Plato's Phaedrus was written to be a comic-philosophical inversion of Euripides' Hippolytus.
Hippolytus begins with speeches about love -- with the main emphasis being that love is madness and madness is bad, therefore love is bad. The nurse provides a minority view that love is rational and therefore good.
Phaedrus begins with speeches about love -- with the main emphasis being that love is madness and madness is good, therefore love is good. Lysias provides a minority view that favoring the nonlover is rational and that this is therefore good.
Hippolytus ends with a discussion of the relationship among writing, speaking, and truth, with Theseus making his decision on his belief that what is written down must be true.
Phaedrus ends with a discussion of the relationship among writing, speaking, and truth, with Socrates arguing that you learn more truth from dialogue than writing because you cannot have the writer there to question -- an observation which one can take back to Hippolytus to see Theseus' error more clearly (though the audience does know why he is wrong).
Phaedrus has the same relationship to Lysias as Hippoytus has to Artemis. Phaedrus loves the one who wrote a speech criticizing love and favoring the nonlover; Hippolytus loves a virgin goddess, with whom he can never consummate that love. This is one of those inversions because Lysias wants to have sex with the nonlover, while Artemis refuses to have sex with the lover.
On the other hand, Lysias, as a writer, is the mirror of Phaedra herself. Neither are available to be questioned about what they wrote. Lysias thus is Phaedra/Artemis; the attainable mad lover/unattainable non-lover; this thus exposes Lysias for what he truly is (the wily character of Socrates' first speech "against" love).
The above two points also makes it clear that Phaedrus is Hippolytus, not
Phaedra, as one would expect. In a certain sense Lysias, in his ideas of
the rationality of the nonlover, is also an inverse of the Nurse, with her ideas of the
rationality of love, and Socrates plays the
anti-Phaedra/Hippolytus/Chorus in his affirmation of love as madness and
madness as good.
Euripides' portrayal of Aphrodite is a decidedly negative one; she comes off as petty, spiteful, vengeful, and cruel. This, in combination with what Phaedra and Hippolytus say about Aphrodite/love and with the fact that Phaedra's love for Hippolytus results in both her and Hippolytus' deaths, portrays love in a negative light.

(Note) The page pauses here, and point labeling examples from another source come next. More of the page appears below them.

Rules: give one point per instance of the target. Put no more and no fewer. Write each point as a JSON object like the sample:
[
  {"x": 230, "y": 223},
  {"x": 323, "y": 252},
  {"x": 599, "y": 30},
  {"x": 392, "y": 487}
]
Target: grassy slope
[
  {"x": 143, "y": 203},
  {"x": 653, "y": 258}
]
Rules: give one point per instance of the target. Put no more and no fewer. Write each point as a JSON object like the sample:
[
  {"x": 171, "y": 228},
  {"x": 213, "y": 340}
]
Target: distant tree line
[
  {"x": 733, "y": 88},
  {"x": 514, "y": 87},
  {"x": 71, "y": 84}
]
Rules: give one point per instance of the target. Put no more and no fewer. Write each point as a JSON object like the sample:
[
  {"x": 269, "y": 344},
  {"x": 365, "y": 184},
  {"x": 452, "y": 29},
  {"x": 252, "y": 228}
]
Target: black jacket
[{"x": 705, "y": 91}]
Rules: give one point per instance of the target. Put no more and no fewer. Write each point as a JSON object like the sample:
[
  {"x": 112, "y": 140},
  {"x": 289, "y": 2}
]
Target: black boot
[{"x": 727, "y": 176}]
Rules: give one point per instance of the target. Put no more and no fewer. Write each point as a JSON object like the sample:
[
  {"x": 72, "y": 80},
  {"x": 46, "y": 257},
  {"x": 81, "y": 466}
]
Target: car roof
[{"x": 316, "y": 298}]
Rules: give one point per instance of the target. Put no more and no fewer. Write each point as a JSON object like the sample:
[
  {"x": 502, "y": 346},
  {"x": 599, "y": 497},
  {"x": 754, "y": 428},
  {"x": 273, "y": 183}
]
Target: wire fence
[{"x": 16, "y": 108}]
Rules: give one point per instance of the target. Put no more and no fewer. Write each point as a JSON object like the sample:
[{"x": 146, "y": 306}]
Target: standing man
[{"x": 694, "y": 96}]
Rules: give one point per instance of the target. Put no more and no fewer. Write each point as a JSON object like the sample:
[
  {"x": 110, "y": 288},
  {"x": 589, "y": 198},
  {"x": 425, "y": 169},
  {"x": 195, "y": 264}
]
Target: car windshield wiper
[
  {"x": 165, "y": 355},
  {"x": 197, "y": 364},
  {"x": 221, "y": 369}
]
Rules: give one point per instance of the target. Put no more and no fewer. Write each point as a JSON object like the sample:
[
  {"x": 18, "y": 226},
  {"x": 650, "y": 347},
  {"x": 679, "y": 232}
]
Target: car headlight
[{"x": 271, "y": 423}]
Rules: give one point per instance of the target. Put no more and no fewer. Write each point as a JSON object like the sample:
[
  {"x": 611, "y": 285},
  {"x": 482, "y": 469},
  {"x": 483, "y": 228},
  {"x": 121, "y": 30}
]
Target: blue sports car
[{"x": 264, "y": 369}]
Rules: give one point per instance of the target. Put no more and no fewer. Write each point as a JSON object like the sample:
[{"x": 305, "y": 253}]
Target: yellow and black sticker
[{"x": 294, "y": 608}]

After Socrates gives his speech in which a character argues that the nonlover is to be preferred over the lover, he expresses concern that Aphrodite will punish him for speaking ill of her (which is what she says she is punishing Hippolytus over). He also observes that Aphrodite, being a goddess, cannot be bad in any way (contradicting Euripides' portrayal of her). Socrates then gives his speech arguing love is good (thus enacting what Hippolytus should have done to make the play un-tragic).
Socrates further argues that just because love is madness, that does not mean that love is bad; there are, after all, other forms of madness which are recognized as good, including the madness of the Muses -- who would have been understood as influencing Euripides. Since Euripides is a poet, he is made mad by the Muses; it is thus ironic that he is portraying love as bad because it is a kind of madness.
If Plato's dialogue is a philosophical response to Euripides' play, then when Socrates says that his first speech and his second speech are the same speech, one can also understand this to mean that the dialogue and the play are "the same speech," but at different levels of understanding (with the poets being 4th from the bottom and philosophers being at the top, as per his ranking in the dialogue). Plato could thus be arguing that Euripides' understanding of love is accurate to his level of understanding, but that Plato's work demonstrates an understanding of love that is the most accurate a human can attain.